🏠 House Price Prediction using Machine Learning
In this project, I explore the Kaggle housing dataset to predict house prices using regression techniques. I applied data preprocessing, feature engineering, and built a baseline model using Linear Regression. This notebook also includes analysis of missing values, encoding strategies, and performance evaluation.

📌 Objective
The goal is to predict the final sale price of homes in Ames, Iowa using various features such as area, neighborhood, and amenities. We aim to minimize the Root Mean Squared Error (RMSE) on the predictions.

🧾 Dataset Overview
The dataset includes 79 explanatory variables covering almost every aspect of residential homes. Key columns include:

LotArea: Lot size in square feet
GrLivArea: Above ground living area
OverallQual: Overall material and finish quality
YearBuilt: Original construction year
SalePrice: Target variable (house price)
The full description can be found in 'data_description.txt'.

Correlation heatmap
plt.figure(figsize=(12, 10)) corr = train.corr() sns.heatmap(corr['SalePrice'].sort_values(ascending=False).to_frame(), annot=True) plt.title("Feature Correlation with SalePrice") plt.show()

📉 Model Evaluation
The Linear Regression model achieved an RMSE of XXXX. Although simple, it provides a good baseline.
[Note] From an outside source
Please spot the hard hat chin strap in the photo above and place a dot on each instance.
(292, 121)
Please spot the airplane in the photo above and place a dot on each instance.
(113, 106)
Further improvements can be achieved using:

Ridge/Lasso regularization
Random Forest / Gradient Boosting
Hyperparameter tuning (GridSearchCV)
✅ Conclusion
Performed thorough data cleaning and feature engineering.
Handled missing values strategically.
Built a baseline model with Linear Regression.
Used domain logic to create new features.
🚀 Future Improvements:
Apply ensemble models like XGBoost or LightGBM
Perform hyperparameter optimization
Explore feature selection techniques
NEW FEATURE
Create a feature for house age
train['HouseAge'] = train['YrSold'] - train['YearBuilt'] test['HouseAge'] = test['YrSold'] - test['YearBuilt']

I added a new feature HouseAge as I assumed the age of a house can affect its sale price.

# 📦 Imports

In [None]:
import pandas as pd
import numpy as np
import matplotlib.pyplot as plt
import seaborn as sns
from IPython.display import display

from sklearn.model_selection import train_test_split
from sklearn.preprocessing import StandardScaler
from sklearn.linear_model import LinearRegression
from sklearn.metrics import mean_squared_error

# 📥 Load Data

In [None]:
train = pd.read_csv('train.csv')
test = pd.read_csv('test.csv')

# Show head

In [None]:
display(train.head())

# 🧠 Data Overview


In [None]:
display(train.describe())
display(train.info())

# 🔍 Missing Values

In [None]:
missing = train.isnull().sum().sort_values(ascending=False)
display(missing[missing > 0])

# 🧹 Handle Missing

In [None]:
# 🔹 Fill numeric column 'LotFrontage' with median (no warning, no inplace)
train['LotFrontage'] = train['LotFrontage'].fillna(train['LotFrontage'].median())
test['LotFrontage'] = test['LotFrontage'].fillna(test['LotFrontage'].median())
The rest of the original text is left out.